Auch zunehmender Baumbewuchs schmälert die Habitatqualität, vor allem dort, wo Windschutzstreifen - meist aus Hybridpappeln - wie hohe und dichte Wände die Landschaft zergliedern. Diese sind beispielsweise in ehemaligen Verbreitungsgebieten im Rhin- und Havelluch sehr auffällig. Es ist der Öffentlichkeit nicht leicht zu vermitteln, dass es hier plötzlich Naturschützer sind, die das Fällen von Bäumen fordern. Die Wiederherstellung des offenen Landschaftscharakters hat jedoch schon messbare Erfolge erbracht, im Belziger Raum etwa einen alten Balzplatz aktiviert und in einem vordem gemiedenen Gebiet zu nicht weniger als 21 Brutversuchen schon im ersten Jahr geführt. Dass von diesen Maßnahmen noch weitere Arten des Offenlandes profitieren, hat sich auch in anderen Gebieten gezeigt, etwa am Dümmer.

Die kritische Periode im Leben der Großtrappen ist zweifellos die Fortpflanzungszeit. Abnehmende Reproduktion bis zum vollständigen Erliegen in den 1980er Jahren war das markanteste Symptom des Bestandsrückganges. Dass die großen Vögel unter diesen Umständen nicht schneller abnahmen, ist allein ihrer hohen Lebenserwartung zu verdanken. Wo noch in den 1950er Jahren magere Streuwiesen ein einziges Mal im Jahr gemäht worden waren, fanden nach der Grünlandintensivierung teils mehr als vier Grasschnitte im Jahr statt - keine Chance für eine Vogelart, bei der von der Eiablage bis zum Flüggewerden der Jungen fast ein Vierteljahr vergeht. Noch vor dem Grünland haben reine Ackerlandschaften ihre Eignung für Großtrappen verloren; eins der letzten besiedelten Gebiete war das Zerbster Ackerland in Sachsen-Anhalt. Dort, wo überhaupt noch Küken auf Äckern oder im Grünland zum Schlupf kamen, verhungerten diese in der monotonen, insektenarmen Vegetation, wobei im Grünland das kühle und feuchte Mikroklima im hohen, dichten Gras zusätzlich zur Mortalität beitrug. Untersuchungen in den 1980er Jahren zeigten, dass ein Großtrappenküken in den ersten beiden Lebenswochen mehr als zehntausend Insekten benötigt. Die entsprechende Biomasse - fast ein Kilogramm - ist nicht über einige zarte Hautflügler oder Spinnen zu erzielen, sondern sie erfordert auch handliche Brocken in großer Zahl - Großinsekten, die bei intensiver Nutzung besonders rar sind.

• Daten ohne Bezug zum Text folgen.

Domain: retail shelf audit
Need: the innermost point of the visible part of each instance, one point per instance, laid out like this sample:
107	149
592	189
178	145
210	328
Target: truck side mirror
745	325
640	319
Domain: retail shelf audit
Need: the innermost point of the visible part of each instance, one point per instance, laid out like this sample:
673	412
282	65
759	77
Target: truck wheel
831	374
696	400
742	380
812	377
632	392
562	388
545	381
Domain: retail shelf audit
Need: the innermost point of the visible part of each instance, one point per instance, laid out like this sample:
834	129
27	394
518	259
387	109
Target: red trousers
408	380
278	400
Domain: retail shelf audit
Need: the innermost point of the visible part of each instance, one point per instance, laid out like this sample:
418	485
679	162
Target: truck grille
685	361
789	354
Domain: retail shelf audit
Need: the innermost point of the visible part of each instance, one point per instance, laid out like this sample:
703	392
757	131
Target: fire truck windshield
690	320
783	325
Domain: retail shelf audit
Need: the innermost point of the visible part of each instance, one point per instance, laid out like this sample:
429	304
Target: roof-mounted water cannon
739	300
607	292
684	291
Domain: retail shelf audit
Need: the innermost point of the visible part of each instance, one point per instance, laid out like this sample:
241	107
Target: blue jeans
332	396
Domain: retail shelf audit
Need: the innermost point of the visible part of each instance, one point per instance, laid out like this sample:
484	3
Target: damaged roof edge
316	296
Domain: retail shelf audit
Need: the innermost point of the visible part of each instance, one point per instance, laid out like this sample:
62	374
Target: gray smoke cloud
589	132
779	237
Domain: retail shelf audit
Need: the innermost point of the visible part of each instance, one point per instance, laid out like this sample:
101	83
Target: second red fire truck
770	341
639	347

So ist denn eins der Hauptziele im Großtrappenschutz ein breites Spektrum an Insektenarten mit einer hohen Gesamtbiomasse.



Lebensraumschutz!

Unter Biologen gilt die Faustregel: "Jede Pflanzenart bringt zehn bis zwölf Insektenarten mit sich". Dass Trappenschutz und Pestizideinsatz sich ausschließen, ist daher schnell klar. Einen mindestens ebenso großen Einfluss hat auch die Einschränkung der Düngung bis hin zur sogenannten Null-Düngung. Bei jahrelanger Nutzung ohne Nährstoffzuführung werden die Überschüsse an Stickstoff, Kalium und Phosphor, die über viele Jahre in den Boden gebracht wurden, aufgebraucht und es kommt zur "Aushagerung". Statt weniger stickstoffliebender Grasarten, die von landwirtschaftlicher Seite im Saatgrasland angestrebt werden, haben zunehmend auch andere Pflanzenarten eine Chance - Kräuter und Blumen, die an ärmere Bodenverhältnisse angepasst sind. Die Geschwindigkeit dieser Prozesse hängt vom Standort ab; sie verlaufen schneller auf mineralischen Böden, während auf Niedermoor die Nachlieferung von Nährstoffen vom Wasserstand abhängt. Höhere Wasserstände drosseln die Mineralisierung, dienen auch dem Moorerhalt und nicht zuletzt dem Klimaschutz. Durch das bestehende Relief gäbe es auch bei höheren Wasserständen als derzeit möglich sind genügend Flächen für die Großtrappen. Im Havelländischen Luch lässt sich belegen, wie die Reduzierung der Düngung zu immer weiter steigenden Artenzahlen bei Pflanzen und Tieren führt. Die Stickstoffzahlen der Vegetation - Gradmesser für die Nährstoffvorräte im Boden - nehmen mehr und mehr ab, ohne jedoch bisher die Werte zu erreichen, die in den 1950er Jahren in den westbrandenburgischen Luchlandschaften ermittelt wurden. Obwohl viele Charakterpflanzen der Niedermoore allmählich zurückkehren, haben Jahrzehnte intensiver Nutzung den Boden so verändert, dass die einst typischen Pflanzengesellschaften nicht wieder entstehen.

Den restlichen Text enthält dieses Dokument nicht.